Last year, park authorities destroyed a staggering 40,117 African catfish under Operation Mangur. After a thorough reconnaissance of the area, parkstaff, rickshaw pullers and members of Life Line for Nature Society, a local NGO, were trained to identify and differentiate between indigenous and invasive species of fish within the infested water bodies. Native species were then temporarily relocated to a separate site, while the infested waters were pumped out in order to expose the catfish. Then, by fixing iron mesh gates, manually removing the invasive species with fishing nets, and isolating ponds, the catfish were removed. The collected catfish were either dumped at different points in the Park, away from water bodies, or buried. As the law bans the commercial exploitation of any produce from a National Park, the disposal of all African catfish was carried out within the Protected Area. Authorities observed the dumped fish being eaten by jackals, hyenas, vultures and other wild scavengers.

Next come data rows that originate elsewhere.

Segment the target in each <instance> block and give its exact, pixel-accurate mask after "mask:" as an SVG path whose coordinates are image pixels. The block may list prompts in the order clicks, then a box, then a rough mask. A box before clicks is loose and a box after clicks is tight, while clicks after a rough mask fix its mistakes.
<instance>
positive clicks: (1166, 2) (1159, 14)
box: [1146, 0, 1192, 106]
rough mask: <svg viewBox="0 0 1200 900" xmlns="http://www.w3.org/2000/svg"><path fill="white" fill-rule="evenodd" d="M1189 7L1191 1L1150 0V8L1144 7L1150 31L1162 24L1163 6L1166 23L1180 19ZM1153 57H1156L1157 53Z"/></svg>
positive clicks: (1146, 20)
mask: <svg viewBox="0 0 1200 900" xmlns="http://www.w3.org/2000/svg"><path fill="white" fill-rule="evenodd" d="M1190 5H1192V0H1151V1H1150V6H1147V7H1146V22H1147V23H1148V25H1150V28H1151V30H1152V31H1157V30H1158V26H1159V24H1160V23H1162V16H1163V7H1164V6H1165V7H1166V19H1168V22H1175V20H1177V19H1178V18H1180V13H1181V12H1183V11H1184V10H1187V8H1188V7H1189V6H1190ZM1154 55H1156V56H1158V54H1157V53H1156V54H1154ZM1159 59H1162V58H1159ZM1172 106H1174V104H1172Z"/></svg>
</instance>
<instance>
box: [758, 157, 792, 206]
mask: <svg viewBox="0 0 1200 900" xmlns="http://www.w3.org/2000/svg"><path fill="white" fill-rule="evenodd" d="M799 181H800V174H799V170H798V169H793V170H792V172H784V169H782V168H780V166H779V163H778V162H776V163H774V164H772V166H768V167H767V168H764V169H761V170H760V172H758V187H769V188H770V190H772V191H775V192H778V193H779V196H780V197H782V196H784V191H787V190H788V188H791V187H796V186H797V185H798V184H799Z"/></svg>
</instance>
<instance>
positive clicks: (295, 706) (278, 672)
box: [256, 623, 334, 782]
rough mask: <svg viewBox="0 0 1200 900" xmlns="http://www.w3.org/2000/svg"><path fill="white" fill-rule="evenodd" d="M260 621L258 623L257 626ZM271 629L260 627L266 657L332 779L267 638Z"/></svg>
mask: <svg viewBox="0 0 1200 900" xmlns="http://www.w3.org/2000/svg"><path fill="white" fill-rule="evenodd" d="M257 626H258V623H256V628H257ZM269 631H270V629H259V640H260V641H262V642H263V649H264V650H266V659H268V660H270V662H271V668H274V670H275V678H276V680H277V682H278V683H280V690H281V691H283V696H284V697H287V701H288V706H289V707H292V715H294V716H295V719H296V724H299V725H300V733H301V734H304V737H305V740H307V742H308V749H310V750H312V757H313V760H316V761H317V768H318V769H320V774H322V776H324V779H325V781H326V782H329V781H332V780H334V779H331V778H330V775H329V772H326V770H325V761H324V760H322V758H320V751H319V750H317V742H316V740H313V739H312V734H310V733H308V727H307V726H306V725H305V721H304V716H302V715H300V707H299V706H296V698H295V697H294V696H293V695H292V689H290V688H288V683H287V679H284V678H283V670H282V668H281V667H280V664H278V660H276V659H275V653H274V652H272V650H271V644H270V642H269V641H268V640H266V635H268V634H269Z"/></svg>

The skeletal remains of a bird were found in the stomach of catfish, revealing the severe threat they pose to Keoladeo, a bird haven. Photo Courtesy: Forest Department, Keoladeo National Park.

Operation Mangur is not a one-off attempt. The current action plan is devised for ten years in order to completely eliminate catfish from re-entering the water bodies, and will continue till 2026. This long-term effort is critical as the catfish is a superbly adaptable and stubborn species that can easily survive half-hearted eradication attempts. Therefore, post- operation information and follow-up is necessary. Alongside interventions such as the installation of sluice gates to prevent the catfish from moving from one block to another, other measures such as the annual tilling of dried wetlands have to be taken. Bijo Joy, Field Director of Keoladeo National Park and the man who is spearheading Operation Mangur, asserts the seriousness of the problem. He says, “This year's activities under Operation Mangur ended on June 23, 2016. As per the State Wildlife Board, our team treated every waterbody in the park, including D block which was left out last year. In Keoladeo, we have recorded the catfish eating birds like moorhens, bee-eaters etc. As per the directives of the Government of India, the rearing and import of African catfish is banned, and we hope that with our sustained efforts will be able to completely eradicate this exotic, carnivorous fish from the park.”

Eliminating the African Catfish is crucial to the health of Keoladeo National Park, which despite being just 28.7 sq. km. in size, is recognized as a World Heritage Site, Ramsar Site, and Important Bird Area. While the threat of the catfish invasion still looms large, battling ‘alien invasives’ is not new to the park management, which has earlier successfully removed the invasive plant Prosopis juliflora from the park – a comforting thought for the nature-lovers who consider Keoladeo a mecca for birding.

Stuti Pachisia, a wildlife enthusiast, studies English at Lady Shri Ram College for Women. She is currently an editorial intern at Sanctuary Asia.